Friday, October 06, 2006

Just who is shocked (except the Associated Press reporter)?

From an Associated Press report today on Kim Jong Il's preparations for testing a nuclear weapon:
The meeting was the reclusive leader's first reported appearance in three weeks and the first since Tuesday, when his government shocked the world by announcing plans to test a nuclear device on its way to building an arsenal of atomic weapons.
Let's see, the United States and just about everybody else has known - and warned - that North Korea was on the fast track to the A-Bomb Club for at least eight years now, ever since the "bouffant-haired leader" (that's AP's description too, by the way) declared such to be his intentions.

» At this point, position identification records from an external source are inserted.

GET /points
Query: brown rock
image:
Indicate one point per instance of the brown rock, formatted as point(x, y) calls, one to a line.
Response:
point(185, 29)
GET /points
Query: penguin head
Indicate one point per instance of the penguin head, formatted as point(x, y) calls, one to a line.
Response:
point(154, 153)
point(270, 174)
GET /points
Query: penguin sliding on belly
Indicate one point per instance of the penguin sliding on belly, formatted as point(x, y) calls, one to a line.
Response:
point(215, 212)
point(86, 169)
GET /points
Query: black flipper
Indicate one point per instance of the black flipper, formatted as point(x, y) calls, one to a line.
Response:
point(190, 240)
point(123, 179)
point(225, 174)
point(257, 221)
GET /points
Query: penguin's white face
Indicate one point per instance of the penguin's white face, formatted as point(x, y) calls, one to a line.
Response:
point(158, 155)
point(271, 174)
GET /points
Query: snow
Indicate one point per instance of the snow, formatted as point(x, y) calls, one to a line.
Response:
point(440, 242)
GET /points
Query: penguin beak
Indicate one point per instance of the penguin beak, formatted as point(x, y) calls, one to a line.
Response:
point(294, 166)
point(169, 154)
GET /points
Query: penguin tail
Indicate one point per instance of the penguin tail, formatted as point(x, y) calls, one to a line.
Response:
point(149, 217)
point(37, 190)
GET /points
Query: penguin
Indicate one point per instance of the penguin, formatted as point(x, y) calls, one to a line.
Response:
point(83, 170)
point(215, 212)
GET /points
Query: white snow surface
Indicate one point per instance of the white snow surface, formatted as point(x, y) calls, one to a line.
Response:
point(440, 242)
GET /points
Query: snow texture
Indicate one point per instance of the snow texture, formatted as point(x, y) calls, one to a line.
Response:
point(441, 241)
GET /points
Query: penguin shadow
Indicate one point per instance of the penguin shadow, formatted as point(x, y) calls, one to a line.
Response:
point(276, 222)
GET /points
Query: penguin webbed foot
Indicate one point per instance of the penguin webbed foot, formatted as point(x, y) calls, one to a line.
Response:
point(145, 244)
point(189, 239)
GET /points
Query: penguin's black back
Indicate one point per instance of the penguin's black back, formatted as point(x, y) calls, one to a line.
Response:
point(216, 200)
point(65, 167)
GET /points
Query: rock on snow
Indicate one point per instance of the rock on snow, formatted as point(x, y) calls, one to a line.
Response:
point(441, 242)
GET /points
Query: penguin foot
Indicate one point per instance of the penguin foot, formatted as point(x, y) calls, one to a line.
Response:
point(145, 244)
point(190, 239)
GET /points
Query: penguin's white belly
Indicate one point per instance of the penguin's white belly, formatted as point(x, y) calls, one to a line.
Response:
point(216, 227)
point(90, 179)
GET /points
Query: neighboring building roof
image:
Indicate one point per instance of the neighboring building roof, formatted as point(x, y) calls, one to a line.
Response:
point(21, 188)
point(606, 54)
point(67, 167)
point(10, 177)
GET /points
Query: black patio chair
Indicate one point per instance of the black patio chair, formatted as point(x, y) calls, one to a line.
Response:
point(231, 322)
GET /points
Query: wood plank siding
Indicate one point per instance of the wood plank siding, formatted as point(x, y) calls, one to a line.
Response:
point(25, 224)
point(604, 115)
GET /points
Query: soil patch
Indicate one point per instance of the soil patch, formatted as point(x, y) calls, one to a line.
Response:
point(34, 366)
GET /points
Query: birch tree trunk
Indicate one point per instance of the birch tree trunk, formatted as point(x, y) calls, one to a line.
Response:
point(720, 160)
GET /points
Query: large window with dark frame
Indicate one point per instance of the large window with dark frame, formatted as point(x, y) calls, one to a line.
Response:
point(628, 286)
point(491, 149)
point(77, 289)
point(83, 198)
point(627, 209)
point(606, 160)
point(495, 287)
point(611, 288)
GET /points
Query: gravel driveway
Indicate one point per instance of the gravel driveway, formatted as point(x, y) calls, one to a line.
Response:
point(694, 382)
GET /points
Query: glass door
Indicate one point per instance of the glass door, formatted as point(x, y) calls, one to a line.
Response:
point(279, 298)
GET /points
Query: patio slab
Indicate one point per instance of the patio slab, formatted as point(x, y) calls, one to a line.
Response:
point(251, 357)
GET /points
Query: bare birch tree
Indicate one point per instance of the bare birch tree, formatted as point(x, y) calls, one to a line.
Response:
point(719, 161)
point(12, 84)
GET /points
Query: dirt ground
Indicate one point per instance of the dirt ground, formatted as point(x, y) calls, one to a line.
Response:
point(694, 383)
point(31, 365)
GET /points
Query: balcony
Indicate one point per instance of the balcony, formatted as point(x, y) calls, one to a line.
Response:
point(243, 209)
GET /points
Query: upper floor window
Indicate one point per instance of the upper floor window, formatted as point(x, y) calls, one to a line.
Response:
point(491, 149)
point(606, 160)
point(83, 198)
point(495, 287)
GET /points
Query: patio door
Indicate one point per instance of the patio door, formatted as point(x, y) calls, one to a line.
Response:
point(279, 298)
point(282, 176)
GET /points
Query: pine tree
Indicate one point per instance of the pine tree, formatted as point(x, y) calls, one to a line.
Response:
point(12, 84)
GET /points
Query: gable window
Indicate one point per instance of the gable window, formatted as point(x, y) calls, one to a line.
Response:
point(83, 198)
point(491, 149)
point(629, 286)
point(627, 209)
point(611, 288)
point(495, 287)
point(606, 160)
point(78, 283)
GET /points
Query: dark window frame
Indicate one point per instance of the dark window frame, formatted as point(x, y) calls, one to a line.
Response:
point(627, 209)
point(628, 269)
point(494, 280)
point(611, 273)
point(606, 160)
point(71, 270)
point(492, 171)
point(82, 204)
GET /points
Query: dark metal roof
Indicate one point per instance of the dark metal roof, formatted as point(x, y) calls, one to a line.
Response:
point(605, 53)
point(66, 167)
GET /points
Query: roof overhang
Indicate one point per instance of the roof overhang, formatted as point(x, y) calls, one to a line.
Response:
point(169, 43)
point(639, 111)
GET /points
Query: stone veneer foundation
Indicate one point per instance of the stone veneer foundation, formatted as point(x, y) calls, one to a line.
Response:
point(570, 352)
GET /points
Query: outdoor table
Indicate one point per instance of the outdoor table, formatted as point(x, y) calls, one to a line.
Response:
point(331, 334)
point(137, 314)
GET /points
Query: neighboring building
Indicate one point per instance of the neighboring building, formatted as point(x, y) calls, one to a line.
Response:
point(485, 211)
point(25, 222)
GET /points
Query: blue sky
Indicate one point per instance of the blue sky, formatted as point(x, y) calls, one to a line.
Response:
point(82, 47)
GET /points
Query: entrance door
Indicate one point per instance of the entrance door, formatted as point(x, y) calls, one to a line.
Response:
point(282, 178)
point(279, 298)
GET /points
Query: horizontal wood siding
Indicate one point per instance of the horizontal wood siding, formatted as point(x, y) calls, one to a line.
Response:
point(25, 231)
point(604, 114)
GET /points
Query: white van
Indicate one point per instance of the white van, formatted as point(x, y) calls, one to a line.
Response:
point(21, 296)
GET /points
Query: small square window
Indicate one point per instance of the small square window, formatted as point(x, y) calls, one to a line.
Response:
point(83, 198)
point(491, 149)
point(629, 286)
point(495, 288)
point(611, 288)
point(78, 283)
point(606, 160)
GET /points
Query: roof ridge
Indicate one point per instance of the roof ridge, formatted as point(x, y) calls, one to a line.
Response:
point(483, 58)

So the world was "shocked" on Tuesday when he said it was time to test?

The writer is identified as one Hans Greimel, which sounds distinctly European, which if true would explain where the AP is getting its "writing talent" (those are our intentional quote marks). Of course, he might be a graduate from Marquette U. in Wisconsin, for all we know. What he doesn't seem to be is very knowledgeable about history. Recent history. Like in the last decade when the Clinton Administration, on the advice of one Jimmy Carter, gave away the nuclear store in a naive "can't we all just get along" trade-off of technology with Mr. Kim.

The only person who will be shocked when the Exalted Supreme Leader lights the fuse, perhaps as early this weekend, will be Mr. Greimel. Depending on how large the test and how far underground it is - and it may be a surface blast, for all we know - the radioactive fallout could catch the wind and be in Wisconsin a few days later. Good times.

Thus prolonged negotiations and appeasement have brought us to this stage. Soon it will do the same with Iran, producing more "shock" no doubt from the Associated Press.